Telemedizinische Angebote und sogenannte digitale Helfer sollen verstärkt in der Pflege eingesetzt werden. Wo liegen die wichtigsten Vorteile digitaler Tools in der Pflege?
Die Vorteile sind in der Pflege vergleichbar mit anderen Gebieten. Digitale Tools können erstens Wege einsparen, wenn etwa Expert:innen via Telemedizin in die Häuslichkeit geholt werden können. Da die Organisation und Bewältigung von Wegen für Pflegebedürftige (und ihre Angehörigen) oft mit enormem Aufwand verbunden sind, ist der Vorteil hier besonders groß. Telemedizinische Arztbesuche, die von Assistent:innen vor Ort begleitet werden, gibt es schon länger mit guten Erfahrungen. Sprechübungen oder Bewegungstraining kann auch via Video-Call angeboten werden - sofern die Pflegebedürftigen das wünschen.

Zweitens bietet Digitalisierung die Möglichkeit der Automatisierung - auch hier kann die Pflege enorm profitieren. Sensoren können Hinweise geben, wann eine Aktion erforderlich ist, und so beiden Seiten entgegen kommen: Die Pflege kann bei Bedarf reagieren und auf Routine-Gänge zur Kontrolle verzichten und die Pflegebedürftigen erhalten bei Bedarf schneller Abhilfe. Sensoren können erfassen, dass eine frische Einlage erforderlich ist, oder etwas nachbestellt werden muss. Vor allem, wenn die Sensorik dann auch vernetzt agiert, und die Informationen an einer Stelle zusammenlaufen, kann die Betreuung wirklich verbessert werden. Da sind wir noch nicht, aber sie kommt in den Blick.

Der dritte Bereich ist die Kommunikation - die Geräte sind vernetzt und immer öfter über Sprache steuerbar. So kann vor allem die Dokumentation in Zukunft durch digitale Angebote wesentlich vereinfacht werden - sowohl durch Sprachsteuerung wie auch durch automatisches Erkennen von Prozessschritten, die dann auch gleich dokumentiert werden.  

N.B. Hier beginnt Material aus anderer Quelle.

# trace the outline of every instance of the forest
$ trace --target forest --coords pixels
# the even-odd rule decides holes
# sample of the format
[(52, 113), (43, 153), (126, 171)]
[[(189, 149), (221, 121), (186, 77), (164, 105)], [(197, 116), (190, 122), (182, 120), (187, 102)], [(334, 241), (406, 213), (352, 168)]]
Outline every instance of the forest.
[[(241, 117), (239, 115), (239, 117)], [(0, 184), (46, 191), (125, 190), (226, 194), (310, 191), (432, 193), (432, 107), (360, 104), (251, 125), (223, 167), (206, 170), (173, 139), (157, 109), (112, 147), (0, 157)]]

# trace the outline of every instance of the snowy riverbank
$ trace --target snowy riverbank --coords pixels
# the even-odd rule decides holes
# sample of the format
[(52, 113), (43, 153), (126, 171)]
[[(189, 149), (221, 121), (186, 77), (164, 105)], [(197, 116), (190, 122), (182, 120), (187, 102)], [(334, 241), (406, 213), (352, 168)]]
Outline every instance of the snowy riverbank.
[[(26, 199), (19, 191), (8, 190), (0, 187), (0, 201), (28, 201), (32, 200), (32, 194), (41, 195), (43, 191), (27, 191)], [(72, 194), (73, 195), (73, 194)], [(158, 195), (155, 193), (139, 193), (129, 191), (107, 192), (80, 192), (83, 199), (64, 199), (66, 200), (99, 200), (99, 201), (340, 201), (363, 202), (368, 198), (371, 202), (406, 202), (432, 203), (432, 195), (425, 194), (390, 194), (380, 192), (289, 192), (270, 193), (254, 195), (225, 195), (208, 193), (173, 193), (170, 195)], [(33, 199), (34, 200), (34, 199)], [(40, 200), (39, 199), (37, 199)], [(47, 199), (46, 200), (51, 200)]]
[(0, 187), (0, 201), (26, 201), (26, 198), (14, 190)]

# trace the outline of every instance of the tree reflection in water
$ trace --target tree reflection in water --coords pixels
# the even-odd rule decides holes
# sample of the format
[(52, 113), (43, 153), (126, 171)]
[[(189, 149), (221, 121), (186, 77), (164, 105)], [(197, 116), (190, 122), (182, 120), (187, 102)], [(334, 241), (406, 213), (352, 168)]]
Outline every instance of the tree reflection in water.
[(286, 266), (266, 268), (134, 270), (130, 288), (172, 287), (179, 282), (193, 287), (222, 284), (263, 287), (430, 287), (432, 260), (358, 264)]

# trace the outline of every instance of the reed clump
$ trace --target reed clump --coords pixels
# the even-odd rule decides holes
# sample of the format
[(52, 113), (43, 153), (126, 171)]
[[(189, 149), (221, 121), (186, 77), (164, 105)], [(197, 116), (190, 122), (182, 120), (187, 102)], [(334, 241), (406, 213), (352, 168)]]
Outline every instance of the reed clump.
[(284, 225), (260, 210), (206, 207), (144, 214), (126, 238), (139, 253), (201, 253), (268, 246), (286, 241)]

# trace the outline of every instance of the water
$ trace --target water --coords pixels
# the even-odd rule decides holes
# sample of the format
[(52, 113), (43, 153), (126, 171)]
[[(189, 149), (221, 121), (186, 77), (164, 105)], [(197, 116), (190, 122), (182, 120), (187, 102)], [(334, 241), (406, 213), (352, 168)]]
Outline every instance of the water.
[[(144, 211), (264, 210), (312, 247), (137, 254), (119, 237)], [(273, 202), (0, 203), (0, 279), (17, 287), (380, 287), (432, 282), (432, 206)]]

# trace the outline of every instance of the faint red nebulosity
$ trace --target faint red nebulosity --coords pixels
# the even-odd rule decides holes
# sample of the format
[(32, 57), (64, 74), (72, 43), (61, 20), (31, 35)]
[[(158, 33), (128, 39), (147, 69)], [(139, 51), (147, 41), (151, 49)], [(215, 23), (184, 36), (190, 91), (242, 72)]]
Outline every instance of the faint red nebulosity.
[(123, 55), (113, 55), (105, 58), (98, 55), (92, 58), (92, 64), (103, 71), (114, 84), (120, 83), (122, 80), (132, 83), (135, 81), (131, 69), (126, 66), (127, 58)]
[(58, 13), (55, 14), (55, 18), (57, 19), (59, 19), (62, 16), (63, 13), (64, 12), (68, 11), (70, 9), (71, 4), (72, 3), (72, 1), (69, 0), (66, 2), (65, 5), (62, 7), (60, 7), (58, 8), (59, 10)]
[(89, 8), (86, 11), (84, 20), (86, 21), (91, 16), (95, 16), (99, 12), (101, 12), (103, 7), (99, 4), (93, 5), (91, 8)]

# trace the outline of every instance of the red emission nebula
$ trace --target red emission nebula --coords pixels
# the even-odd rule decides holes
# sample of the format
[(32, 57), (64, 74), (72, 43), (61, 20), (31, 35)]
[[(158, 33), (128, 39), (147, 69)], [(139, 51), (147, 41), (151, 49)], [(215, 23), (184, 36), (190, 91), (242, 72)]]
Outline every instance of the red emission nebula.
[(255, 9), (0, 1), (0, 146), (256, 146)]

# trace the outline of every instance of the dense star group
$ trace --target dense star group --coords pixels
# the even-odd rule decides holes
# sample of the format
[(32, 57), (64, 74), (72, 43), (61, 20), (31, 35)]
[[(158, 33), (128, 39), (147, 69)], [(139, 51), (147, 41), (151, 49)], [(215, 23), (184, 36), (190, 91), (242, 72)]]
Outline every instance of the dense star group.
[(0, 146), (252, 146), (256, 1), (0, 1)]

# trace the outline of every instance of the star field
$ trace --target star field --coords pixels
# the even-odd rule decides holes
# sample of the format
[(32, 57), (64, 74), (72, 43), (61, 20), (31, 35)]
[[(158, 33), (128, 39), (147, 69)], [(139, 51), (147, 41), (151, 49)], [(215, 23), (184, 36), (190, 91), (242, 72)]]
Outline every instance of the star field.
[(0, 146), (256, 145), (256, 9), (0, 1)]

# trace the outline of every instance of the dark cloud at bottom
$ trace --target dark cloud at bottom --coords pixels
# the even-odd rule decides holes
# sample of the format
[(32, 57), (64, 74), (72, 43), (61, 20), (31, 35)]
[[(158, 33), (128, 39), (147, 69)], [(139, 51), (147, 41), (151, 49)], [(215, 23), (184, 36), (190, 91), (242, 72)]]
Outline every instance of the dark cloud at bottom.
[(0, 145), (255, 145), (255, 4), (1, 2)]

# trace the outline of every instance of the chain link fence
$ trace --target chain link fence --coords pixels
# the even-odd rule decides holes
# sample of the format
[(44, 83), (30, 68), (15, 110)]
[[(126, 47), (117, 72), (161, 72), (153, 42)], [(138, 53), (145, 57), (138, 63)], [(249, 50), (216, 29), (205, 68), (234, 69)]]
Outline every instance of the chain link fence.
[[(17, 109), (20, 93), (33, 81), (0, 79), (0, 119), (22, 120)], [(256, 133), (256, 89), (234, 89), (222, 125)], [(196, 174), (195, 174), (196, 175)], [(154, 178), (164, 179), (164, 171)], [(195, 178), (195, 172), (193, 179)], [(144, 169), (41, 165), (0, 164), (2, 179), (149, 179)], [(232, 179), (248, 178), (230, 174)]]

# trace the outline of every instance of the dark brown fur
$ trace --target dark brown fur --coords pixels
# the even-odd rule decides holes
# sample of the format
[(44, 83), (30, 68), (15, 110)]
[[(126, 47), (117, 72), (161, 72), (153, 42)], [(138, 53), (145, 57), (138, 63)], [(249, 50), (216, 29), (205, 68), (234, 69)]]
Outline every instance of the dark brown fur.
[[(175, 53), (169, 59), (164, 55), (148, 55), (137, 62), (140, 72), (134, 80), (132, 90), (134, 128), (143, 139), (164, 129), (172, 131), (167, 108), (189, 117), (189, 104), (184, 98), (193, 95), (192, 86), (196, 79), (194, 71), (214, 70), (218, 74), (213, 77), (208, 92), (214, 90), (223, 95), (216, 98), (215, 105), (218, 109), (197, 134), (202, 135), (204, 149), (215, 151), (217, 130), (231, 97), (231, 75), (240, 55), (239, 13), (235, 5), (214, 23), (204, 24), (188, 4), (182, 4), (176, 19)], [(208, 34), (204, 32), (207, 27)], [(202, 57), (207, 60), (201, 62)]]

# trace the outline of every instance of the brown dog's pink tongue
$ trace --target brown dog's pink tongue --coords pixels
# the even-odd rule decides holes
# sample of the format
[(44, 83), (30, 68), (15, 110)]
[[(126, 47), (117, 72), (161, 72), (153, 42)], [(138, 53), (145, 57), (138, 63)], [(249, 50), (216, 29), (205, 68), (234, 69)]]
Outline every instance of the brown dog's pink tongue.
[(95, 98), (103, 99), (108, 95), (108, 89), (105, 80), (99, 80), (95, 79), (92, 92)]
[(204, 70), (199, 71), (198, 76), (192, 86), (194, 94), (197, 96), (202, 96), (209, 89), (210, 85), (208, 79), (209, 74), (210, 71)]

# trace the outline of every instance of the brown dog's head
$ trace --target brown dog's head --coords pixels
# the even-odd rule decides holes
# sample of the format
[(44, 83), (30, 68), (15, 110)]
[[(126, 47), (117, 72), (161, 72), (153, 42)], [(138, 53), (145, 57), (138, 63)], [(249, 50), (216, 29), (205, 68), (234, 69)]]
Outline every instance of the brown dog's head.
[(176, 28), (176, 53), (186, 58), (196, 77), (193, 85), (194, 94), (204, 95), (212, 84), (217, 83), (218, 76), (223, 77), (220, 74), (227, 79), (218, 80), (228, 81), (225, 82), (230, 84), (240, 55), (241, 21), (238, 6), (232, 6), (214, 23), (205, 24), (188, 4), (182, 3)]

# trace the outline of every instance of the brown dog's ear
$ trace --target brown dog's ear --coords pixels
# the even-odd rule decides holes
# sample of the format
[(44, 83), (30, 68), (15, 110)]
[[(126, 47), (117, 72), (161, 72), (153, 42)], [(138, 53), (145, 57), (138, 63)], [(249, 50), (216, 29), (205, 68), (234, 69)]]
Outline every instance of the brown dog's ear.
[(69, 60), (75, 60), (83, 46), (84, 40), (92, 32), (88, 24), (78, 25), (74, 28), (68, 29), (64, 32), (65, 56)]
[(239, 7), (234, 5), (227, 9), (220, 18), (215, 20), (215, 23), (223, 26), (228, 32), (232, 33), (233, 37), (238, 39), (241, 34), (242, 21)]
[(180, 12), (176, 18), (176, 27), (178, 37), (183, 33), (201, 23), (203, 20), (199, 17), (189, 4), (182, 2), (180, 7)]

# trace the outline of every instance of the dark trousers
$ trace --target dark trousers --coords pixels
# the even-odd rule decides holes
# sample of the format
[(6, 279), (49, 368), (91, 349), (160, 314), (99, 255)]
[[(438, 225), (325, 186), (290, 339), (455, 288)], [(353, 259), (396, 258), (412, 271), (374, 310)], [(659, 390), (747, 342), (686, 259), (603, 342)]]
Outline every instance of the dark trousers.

In manchen Bereichen ist auch die asynchrone Kommunikation ein großer Vorteil. Wie in einem Chat oder bei SMS-Nachrichten, kann ich mit digitalen Helfern Bedürfnisse adressieren, die nicht sofort geklärt werden müssen. So können die Gefragten in Zeiträumen antworten, die nicht für andere Aufgaben gebraucht werden. Das gilt natürlich nicht für dringende Bedürfnisse, aber der Wunsch nach Einkaufshilfe oder die Bitte um einen Termin muss nicht sofort erledigt werden, sondern kann zu gegebener Zeit bearbeitet werden.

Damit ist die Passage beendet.